UI could be transmitted alongside backend API calls, a concept not new in web development. Frameworks like Rails and Laravel already facilitate the sending of HTML partials from the server to the client. React Server Components introduce a similar paradigm, but with a focus on modern, interactive web applications. This architecture allows for UI components to be dynamically adjusted in real-time. By integrating machine learning frameworks directly on the web server, the system can adapt the UI based on ongoing analysis of user data and interactions.

Frontend development might increasingly focus on the infrastructure that enables AI agents to generate UIs for end users. An example of this today is explorer.globe.engineer, a platform allowing users to query information and receive a dynamically generated, wiki-like UI. While its UI structure is consistent, with only the content changing, we can envision an AI capable of manipulating more elements to tailor the user experience further.

Frontend developers might need to specialize in UX design principles, understand user behavior, and master interactive design to create templates that AI can dynamically populate. Skills in data visualization could become increasingly important, as presenting information in an instantly comprehensible and engaging way is crucial.
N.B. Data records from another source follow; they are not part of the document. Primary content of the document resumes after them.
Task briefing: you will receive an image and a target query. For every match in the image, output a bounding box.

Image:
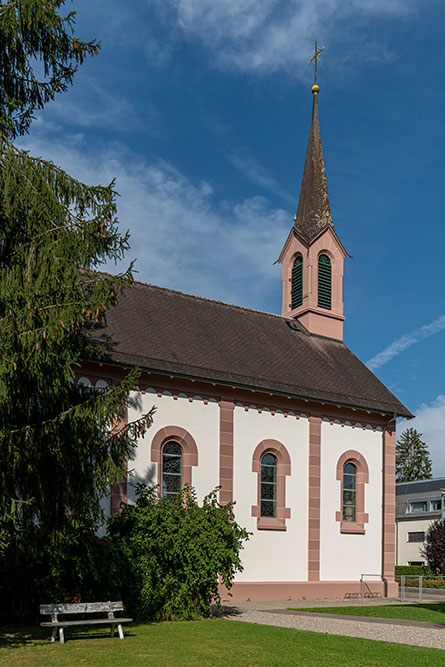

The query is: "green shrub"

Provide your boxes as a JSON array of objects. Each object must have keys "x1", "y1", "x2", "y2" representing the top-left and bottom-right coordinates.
[
  {"x1": 395, "y1": 565, "x2": 429, "y2": 577},
  {"x1": 108, "y1": 484, "x2": 249, "y2": 620}
]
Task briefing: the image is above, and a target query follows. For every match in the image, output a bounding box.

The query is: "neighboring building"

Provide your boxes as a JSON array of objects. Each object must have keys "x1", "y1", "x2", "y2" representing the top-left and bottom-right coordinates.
[
  {"x1": 396, "y1": 477, "x2": 445, "y2": 565},
  {"x1": 81, "y1": 86, "x2": 412, "y2": 600}
]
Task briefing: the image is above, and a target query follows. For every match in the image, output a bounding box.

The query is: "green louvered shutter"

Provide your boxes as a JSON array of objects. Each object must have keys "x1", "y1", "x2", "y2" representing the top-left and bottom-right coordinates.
[
  {"x1": 291, "y1": 256, "x2": 303, "y2": 309},
  {"x1": 318, "y1": 255, "x2": 332, "y2": 310}
]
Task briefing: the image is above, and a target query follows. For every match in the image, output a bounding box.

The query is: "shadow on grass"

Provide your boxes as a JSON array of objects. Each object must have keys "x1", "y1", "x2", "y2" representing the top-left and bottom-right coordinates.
[{"x1": 0, "y1": 623, "x2": 140, "y2": 649}]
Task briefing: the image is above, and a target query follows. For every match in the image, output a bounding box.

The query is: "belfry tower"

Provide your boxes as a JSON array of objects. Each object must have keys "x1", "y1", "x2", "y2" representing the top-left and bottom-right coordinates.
[{"x1": 278, "y1": 76, "x2": 348, "y2": 340}]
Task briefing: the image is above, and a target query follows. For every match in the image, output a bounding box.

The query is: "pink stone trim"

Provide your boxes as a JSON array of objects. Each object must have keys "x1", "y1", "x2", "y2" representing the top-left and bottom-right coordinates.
[
  {"x1": 220, "y1": 581, "x2": 390, "y2": 602},
  {"x1": 151, "y1": 426, "x2": 198, "y2": 498},
  {"x1": 335, "y1": 449, "x2": 369, "y2": 535},
  {"x1": 308, "y1": 416, "x2": 321, "y2": 581},
  {"x1": 252, "y1": 440, "x2": 291, "y2": 530},
  {"x1": 219, "y1": 401, "x2": 235, "y2": 505},
  {"x1": 382, "y1": 422, "x2": 397, "y2": 586}
]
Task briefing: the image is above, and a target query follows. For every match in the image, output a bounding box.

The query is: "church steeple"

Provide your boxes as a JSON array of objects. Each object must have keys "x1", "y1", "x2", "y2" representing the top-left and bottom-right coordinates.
[
  {"x1": 278, "y1": 75, "x2": 347, "y2": 340},
  {"x1": 294, "y1": 85, "x2": 333, "y2": 243}
]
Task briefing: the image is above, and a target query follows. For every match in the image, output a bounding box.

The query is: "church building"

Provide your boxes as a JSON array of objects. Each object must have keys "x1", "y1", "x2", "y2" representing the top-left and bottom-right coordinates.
[{"x1": 79, "y1": 85, "x2": 412, "y2": 600}]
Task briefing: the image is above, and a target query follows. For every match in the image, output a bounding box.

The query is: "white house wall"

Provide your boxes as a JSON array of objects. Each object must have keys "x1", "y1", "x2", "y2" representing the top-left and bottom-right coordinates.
[
  {"x1": 396, "y1": 518, "x2": 436, "y2": 565},
  {"x1": 128, "y1": 390, "x2": 219, "y2": 502},
  {"x1": 320, "y1": 421, "x2": 383, "y2": 581}
]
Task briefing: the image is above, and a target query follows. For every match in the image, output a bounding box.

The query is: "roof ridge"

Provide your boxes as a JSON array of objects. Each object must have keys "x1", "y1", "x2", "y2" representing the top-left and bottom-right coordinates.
[{"x1": 133, "y1": 280, "x2": 293, "y2": 320}]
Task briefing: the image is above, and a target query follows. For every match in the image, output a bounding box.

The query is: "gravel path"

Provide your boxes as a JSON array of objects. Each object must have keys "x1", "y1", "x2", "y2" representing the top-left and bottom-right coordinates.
[{"x1": 223, "y1": 602, "x2": 445, "y2": 649}]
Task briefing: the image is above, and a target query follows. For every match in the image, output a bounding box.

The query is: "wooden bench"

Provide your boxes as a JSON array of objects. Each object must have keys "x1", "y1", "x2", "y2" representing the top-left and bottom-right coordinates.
[{"x1": 40, "y1": 602, "x2": 133, "y2": 644}]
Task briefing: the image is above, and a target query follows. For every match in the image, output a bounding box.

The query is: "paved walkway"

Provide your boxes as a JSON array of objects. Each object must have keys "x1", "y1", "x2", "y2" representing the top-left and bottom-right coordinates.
[{"x1": 223, "y1": 599, "x2": 445, "y2": 649}]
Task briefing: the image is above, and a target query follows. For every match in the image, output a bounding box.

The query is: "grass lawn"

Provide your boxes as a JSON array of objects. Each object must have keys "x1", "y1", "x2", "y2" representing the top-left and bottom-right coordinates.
[
  {"x1": 289, "y1": 603, "x2": 445, "y2": 623},
  {"x1": 0, "y1": 619, "x2": 445, "y2": 667}
]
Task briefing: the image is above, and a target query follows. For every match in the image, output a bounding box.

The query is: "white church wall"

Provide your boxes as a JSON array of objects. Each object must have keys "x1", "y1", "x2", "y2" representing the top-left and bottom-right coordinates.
[
  {"x1": 320, "y1": 421, "x2": 383, "y2": 581},
  {"x1": 233, "y1": 406, "x2": 309, "y2": 582},
  {"x1": 128, "y1": 390, "x2": 219, "y2": 502}
]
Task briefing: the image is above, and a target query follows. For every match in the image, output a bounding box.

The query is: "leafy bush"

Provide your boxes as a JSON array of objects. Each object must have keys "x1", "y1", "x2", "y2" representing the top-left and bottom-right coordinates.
[
  {"x1": 395, "y1": 565, "x2": 429, "y2": 577},
  {"x1": 108, "y1": 484, "x2": 249, "y2": 620}
]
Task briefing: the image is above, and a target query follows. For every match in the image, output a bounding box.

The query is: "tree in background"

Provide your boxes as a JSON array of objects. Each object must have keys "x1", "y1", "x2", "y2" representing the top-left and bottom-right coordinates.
[
  {"x1": 0, "y1": 0, "x2": 151, "y2": 616},
  {"x1": 396, "y1": 428, "x2": 432, "y2": 482},
  {"x1": 422, "y1": 519, "x2": 445, "y2": 574}
]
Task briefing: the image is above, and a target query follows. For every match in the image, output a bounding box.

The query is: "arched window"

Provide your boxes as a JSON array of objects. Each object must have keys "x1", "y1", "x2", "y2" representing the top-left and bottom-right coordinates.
[
  {"x1": 252, "y1": 440, "x2": 291, "y2": 530},
  {"x1": 343, "y1": 462, "x2": 357, "y2": 521},
  {"x1": 335, "y1": 449, "x2": 369, "y2": 535},
  {"x1": 260, "y1": 452, "x2": 277, "y2": 517},
  {"x1": 291, "y1": 255, "x2": 303, "y2": 309},
  {"x1": 318, "y1": 255, "x2": 332, "y2": 310},
  {"x1": 162, "y1": 440, "x2": 182, "y2": 498}
]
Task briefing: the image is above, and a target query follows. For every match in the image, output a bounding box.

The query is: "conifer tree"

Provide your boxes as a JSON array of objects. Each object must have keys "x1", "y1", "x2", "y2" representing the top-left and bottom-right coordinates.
[
  {"x1": 396, "y1": 428, "x2": 432, "y2": 482},
  {"x1": 0, "y1": 0, "x2": 151, "y2": 550}
]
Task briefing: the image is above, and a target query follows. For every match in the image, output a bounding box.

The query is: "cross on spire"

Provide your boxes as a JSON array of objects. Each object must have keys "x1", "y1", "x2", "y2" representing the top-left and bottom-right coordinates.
[{"x1": 307, "y1": 42, "x2": 325, "y2": 84}]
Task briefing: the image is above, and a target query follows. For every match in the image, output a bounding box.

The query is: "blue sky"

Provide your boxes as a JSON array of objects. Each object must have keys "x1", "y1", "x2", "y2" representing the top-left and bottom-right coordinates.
[{"x1": 23, "y1": 0, "x2": 445, "y2": 475}]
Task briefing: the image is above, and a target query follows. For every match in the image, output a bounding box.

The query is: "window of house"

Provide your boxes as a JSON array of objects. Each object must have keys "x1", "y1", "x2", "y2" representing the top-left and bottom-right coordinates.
[
  {"x1": 409, "y1": 500, "x2": 428, "y2": 512},
  {"x1": 318, "y1": 255, "x2": 332, "y2": 310},
  {"x1": 291, "y1": 255, "x2": 303, "y2": 308},
  {"x1": 260, "y1": 452, "x2": 277, "y2": 517},
  {"x1": 343, "y1": 462, "x2": 357, "y2": 521},
  {"x1": 162, "y1": 440, "x2": 182, "y2": 498},
  {"x1": 408, "y1": 531, "x2": 425, "y2": 542}
]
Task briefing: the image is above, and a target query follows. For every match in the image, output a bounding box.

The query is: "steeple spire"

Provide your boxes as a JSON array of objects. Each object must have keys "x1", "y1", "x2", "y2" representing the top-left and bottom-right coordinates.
[
  {"x1": 278, "y1": 49, "x2": 348, "y2": 340},
  {"x1": 294, "y1": 84, "x2": 334, "y2": 243}
]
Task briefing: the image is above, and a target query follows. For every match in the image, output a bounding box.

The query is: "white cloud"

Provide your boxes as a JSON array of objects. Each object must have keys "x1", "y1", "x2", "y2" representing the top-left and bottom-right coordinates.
[
  {"x1": 397, "y1": 394, "x2": 445, "y2": 477},
  {"x1": 225, "y1": 146, "x2": 297, "y2": 206},
  {"x1": 147, "y1": 0, "x2": 420, "y2": 76},
  {"x1": 366, "y1": 315, "x2": 445, "y2": 371},
  {"x1": 23, "y1": 122, "x2": 291, "y2": 311}
]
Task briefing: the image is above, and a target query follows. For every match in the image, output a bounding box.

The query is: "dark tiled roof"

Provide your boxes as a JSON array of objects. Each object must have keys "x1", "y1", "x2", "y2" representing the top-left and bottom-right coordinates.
[
  {"x1": 294, "y1": 95, "x2": 334, "y2": 243},
  {"x1": 94, "y1": 282, "x2": 410, "y2": 416}
]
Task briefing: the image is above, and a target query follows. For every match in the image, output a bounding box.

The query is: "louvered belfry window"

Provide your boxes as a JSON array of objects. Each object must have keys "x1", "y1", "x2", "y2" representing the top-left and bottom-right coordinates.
[
  {"x1": 291, "y1": 255, "x2": 303, "y2": 309},
  {"x1": 318, "y1": 255, "x2": 332, "y2": 310}
]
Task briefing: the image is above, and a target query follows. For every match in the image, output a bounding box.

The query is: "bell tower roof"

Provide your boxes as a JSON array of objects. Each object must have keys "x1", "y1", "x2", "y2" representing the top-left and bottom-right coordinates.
[{"x1": 294, "y1": 85, "x2": 334, "y2": 243}]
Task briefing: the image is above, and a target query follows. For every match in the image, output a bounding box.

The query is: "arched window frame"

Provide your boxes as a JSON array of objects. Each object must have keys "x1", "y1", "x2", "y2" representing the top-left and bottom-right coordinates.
[
  {"x1": 335, "y1": 449, "x2": 369, "y2": 535},
  {"x1": 252, "y1": 440, "x2": 291, "y2": 530},
  {"x1": 289, "y1": 253, "x2": 303, "y2": 310},
  {"x1": 317, "y1": 250, "x2": 332, "y2": 310},
  {"x1": 161, "y1": 438, "x2": 184, "y2": 498},
  {"x1": 151, "y1": 426, "x2": 198, "y2": 498}
]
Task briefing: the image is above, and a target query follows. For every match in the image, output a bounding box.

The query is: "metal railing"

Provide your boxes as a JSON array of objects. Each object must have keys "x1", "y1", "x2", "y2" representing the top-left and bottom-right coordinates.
[{"x1": 360, "y1": 574, "x2": 386, "y2": 600}]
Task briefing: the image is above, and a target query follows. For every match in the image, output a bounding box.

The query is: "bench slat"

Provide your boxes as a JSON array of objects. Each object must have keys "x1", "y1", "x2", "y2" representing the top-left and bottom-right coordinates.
[
  {"x1": 40, "y1": 601, "x2": 124, "y2": 615},
  {"x1": 40, "y1": 618, "x2": 133, "y2": 628}
]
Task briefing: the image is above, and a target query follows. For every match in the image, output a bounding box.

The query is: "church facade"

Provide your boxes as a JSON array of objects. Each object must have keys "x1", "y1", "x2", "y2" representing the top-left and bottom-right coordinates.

Backend developers might shift their focus toward developing sophisticated APIs that handle data transactions and include rich metadata providing contextual descriptions of the data. For example, a music streaming service’s API might describe the mood, tempo, and suitable activities (like workout or relaxation) for each track, enabling AI to create intuitive situational playlists. This extends to app-to-app communication, such as how Tinder displays a user’s Spotify listening activity or Instagram posts. As AI begins to generate UIs, developers must ensure their APIs and data are well-documented contextually, allowing AI to appropriately integrate and display information from different apps.

Conclusion

The landscape of UI development is poised for profound transformation, though that’s common in the frontend world as expectations from users only grow. But the advent of AI-driven interfaces promises not only a shift from traditional apps to more dynamic, context-aware systems but also redefines the roles of frontend and backend developers. I’m personally looking forward to ways we can leverage richer inputs and more personalized interactions, leading to an app-less economy where the boundary between service and interface blurs. Of course, only time will tell whether this possibility becomes a reality.